Saturday, January 13, 2024

Eyes in the Night (MGM, 1942)


by Mark Gabrish Conlan • Copyright © 2024 by Mark Gabrish Conlan • All rights reserved

Fortunately, my husband Charles came home from work in time to join me in watching the second film on TCM’s schedule of works featuring blind leads: Eyes in the Night, a 1942 80-minute programmer (it was strictly verboten, by orders of Louis B. Mayer himself, to call any MGM film a “B”-picture) directed by the young Fred Zinnemann with a script by Guy Trosper and Howard Emmett Rogers based on a novel called The Odor of Violets by Baynard Kendrick. A founder of the Mystery Writers of America, Kendrick had introduced his blind detective character, Duncan Maclain, in a novel called The Last Witness in 1937. (It was filmed by Universal in 1938 as part of their “Clue Club” series, but I don’t recall having seen the movie and so I don’t know whether Universal used the blind detective or not.) Kendrick continued to write Duncan Maclain mysteries until Frankincense and Murder in 1961, 16 years before his death. A lot of the Maclain books were published as newspaper serials before they were actually released as books, including The Odor of Violets, which first saw the light of day in the New York Daily News and other papers nationwide. I’d only read one Duncan Maclain story in a mystery anthology I read in the 1970’s; it was about Maclain deducing the whereabouts of a kidnapped woman from a recording her captors sent her family. By hearing the background noises on the record, including rushing water and a D.J. introducing a record of Bing Crosby singing “Silent Night,” he was able to figure out where she was being held and get the cops to free her and arrest her captors. Like that story, this one has a World War II setting, and the MacGuffin is a secret weapon developed by Stephen Lawry (Reginald Denny) which is so secret even we’re not told what it is. All we learn about it is that it needs to be tested from the air – which Stephen goes off to do in the middle of the action – and when he returns he’s in a good mood, showing that the test was successful.

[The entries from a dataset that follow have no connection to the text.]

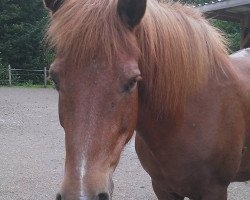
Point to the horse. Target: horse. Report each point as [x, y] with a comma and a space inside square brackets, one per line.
[160, 69]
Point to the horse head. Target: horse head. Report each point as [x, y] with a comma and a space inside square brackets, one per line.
[96, 73]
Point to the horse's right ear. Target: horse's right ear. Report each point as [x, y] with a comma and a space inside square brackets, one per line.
[53, 5]
[131, 11]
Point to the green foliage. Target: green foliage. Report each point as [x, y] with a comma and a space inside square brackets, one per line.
[22, 25]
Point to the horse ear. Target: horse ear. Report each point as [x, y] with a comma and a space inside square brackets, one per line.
[53, 5]
[131, 11]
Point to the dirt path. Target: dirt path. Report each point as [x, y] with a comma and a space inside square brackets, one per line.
[32, 152]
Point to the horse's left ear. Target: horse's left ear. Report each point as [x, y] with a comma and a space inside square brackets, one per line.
[131, 11]
[53, 5]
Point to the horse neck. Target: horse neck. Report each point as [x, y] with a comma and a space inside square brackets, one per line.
[180, 52]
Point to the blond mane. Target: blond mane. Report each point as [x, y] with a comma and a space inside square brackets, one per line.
[178, 50]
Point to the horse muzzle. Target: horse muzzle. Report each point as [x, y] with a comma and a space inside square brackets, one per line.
[101, 196]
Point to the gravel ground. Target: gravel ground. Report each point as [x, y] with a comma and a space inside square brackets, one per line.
[32, 152]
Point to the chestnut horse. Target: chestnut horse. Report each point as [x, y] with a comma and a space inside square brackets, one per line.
[162, 70]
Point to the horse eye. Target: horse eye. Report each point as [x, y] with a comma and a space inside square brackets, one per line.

Stephen, a widower, recently married former actress Norma Lawry (Ann Harding), who tells her old friend Duncan Maclain (Edward Arnold) she’s having problems with Stephen’s daughter by his first wife, Barbara (the young, pre-stardom Donna Reed). The problem is that Barbara has joined the local theatre company and fallen in love with her leading man, Paul Gerente (John Emery, Tallulah Bankhead’s real-life husband), even though not only is Paul twice her age and a no-good rotter to boot, he formerly dated Barbara’s stepmother Norma. Naturally, Norma tries to warn Barbara that he’s just an S.O.B., and equally naturally Barbara says stepmom is just jealous because she has Paul and Norma doesn’t. As a gesture of defiance, Barbara calls Paul and changes their date for that evening from a restaurant to Paul’s apartment, only when she gets there Paul is dead. Norma begs off on going with Stephen for the big test of his invention, and instead goes to Paul’s apartment herself, discovers Barbara with Paul’s body, and Barbara threatens Norma. She’ll go to the police and say Norma killed Paul unless Norma leaves the Lawry house immediately and never comes back. Donna Reed plays these scenes with a sort of steel-eyed determination and a soupçon of nastiness that suggests she could have had an interesting career as a femme fatale in films noir if Frank Capra hadn’t grabbed her and cast her as the nice wife of James Stewart in It’s a Wonderful Life three years later. It turns out that the director of the local theatre company, Cheli Scott (Katharine Emery), is the head of a ring of Axis spies determined to break into Stephen Lawry’s safe and steal the plans for his secret invention (whatever it is), and she’s planted her people, including butler Victor (Reginald Sheffield) and maid Vera Hoffman (Rosemary DeCamp), on the Lawrys’ household staff.

Vera’s husband Gabriel (Stephen McNally, though billed here by the first name “Horace”), murdered Paul and wrapped his body in a bearskin rug to carry it out of there – when Duncan Maclain shows up to investigate the next day it’s no longer there – but he’s able to arrest Gabriel and turn him over to the police. The gang members congregate at the Lawry place, where despite the bad guys’ planning that no one be at the home except themselves they are inundated with various people, including Maclain, his Archie Goodwin-esque sidekick Marty (Allen Jenkins in full Allen Jenkins mode; the parallels between Duncan Maclain and Nero Wolfe are only more obvious when you remember that Edward Arnold was the first actor to play Wolfe on screen, too) and all three Lawrys, including Stephen, who returns home with the good news that the test of whatever it was succeeded. Only the villains take him and Maclain captive, and Maclain tries to alert the authorities by writing a secret message and pinning it, homing pigeon-style, to his guide dog Friday (“played by himself,” as the credits tell us), not knowing that the crooks have already raided his home and tied up Marty and Maclain’s newly hired Black servant Alistair (Mantan Moreland, outfitted with grey hair and given woefully little to do but a welcome sight nonetheless). Friday has to figure out how to break into the house (though it’s already established that he knows how to open a door with his mouth) and free Marty and Alistair from their bonds, whereupon they get the message to the cops, who duly show up and arrest the still-living bad people (Vera having previously been killed by Victor when she tried to run away in search of her husband Gabriel).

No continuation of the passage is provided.